Psychology and Place

from http://sss-studnet.tees.ac.uk/psychology/modules/year2/environmental_psych/lect3.doc

Theories of place in environmental psychology

Phenomenological Approach

Tends to regard space as an abstraction of place. The focus is on human experience of place, and the human experience as always in a place. Phenomenology is mainly descriptive, although the description is not of discrete and unrelated experiences, but of those things that are shared, constant, or universal. Sense of place is one of these things.

Determinist or Transactionalist Approach

A determinist approach focusses on how an environment determines or influences behaviour, mood, or personality.

Transactionalism is about transactions, or exchanges. It is a kind of neo-functionalism.

"A strong transactionalist perspective is concerned with the objectives or goals of the individual and the way in which they are structured and organised by the social process of which that person is part. These processes give rise to a set of place specific actions and experiences...Within the transactionalist perspective, places are in a constant state of flux and construction, through social, cultural and personal interaction. The physical aspects of peoples conception of places in this model cannot be separated from their affective responses to those places. These together are shaped by the motivations (goals/purposes) and expectations (roles) which people bring to their interaction with places."


"How can we look at the meaning of places? One popular approach is to look at the relationship between the meanings and associations that people have of a place; the activities that go on there and its physical form. This is called the Theory of Place. In this way
to understand a place, you cannot look at the physical form alone, but must focus on the relationship between what people do there; what they think and feel about it and what they intend to do there."

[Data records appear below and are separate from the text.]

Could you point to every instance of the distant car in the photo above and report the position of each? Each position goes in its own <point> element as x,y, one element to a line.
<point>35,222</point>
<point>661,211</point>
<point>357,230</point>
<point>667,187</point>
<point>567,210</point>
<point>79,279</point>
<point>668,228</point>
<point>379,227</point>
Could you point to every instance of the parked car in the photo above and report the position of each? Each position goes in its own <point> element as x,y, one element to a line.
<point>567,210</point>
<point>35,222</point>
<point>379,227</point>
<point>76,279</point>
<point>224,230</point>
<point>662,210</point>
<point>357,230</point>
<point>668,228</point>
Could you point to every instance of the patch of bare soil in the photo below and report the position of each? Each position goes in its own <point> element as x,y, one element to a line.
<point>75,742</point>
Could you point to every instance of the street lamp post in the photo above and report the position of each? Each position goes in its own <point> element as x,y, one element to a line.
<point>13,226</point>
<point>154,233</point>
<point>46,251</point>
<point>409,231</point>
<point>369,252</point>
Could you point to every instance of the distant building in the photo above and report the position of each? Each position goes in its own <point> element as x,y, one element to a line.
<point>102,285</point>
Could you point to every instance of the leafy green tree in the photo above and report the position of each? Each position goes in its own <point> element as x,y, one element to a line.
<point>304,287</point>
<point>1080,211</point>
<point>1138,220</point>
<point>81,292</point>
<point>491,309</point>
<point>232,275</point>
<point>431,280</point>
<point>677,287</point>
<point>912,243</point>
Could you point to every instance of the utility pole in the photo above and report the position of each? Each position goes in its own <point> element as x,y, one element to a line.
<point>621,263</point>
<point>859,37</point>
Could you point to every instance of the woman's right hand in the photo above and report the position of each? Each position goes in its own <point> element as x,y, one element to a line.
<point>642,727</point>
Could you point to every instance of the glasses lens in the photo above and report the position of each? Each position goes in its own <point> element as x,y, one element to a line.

All this means that a transactionalist approach to place requires a number of constituents, such as people's attitudes to place, their activities in place, their goals, and the actual physical places themselves. "Place" is the exchange that happens between these components.


For example, people may hold different goals in a particular physical place. In a downtown street ,for instance, some people are interested in just passing through to another place, while others have as a goal making a living on that street. There are exchanges that happen between these people, and between themselves and their sense of or ideas about what that place is like. If you ask these people what this place is like, you will get very different accounts - in some sense, these are different places.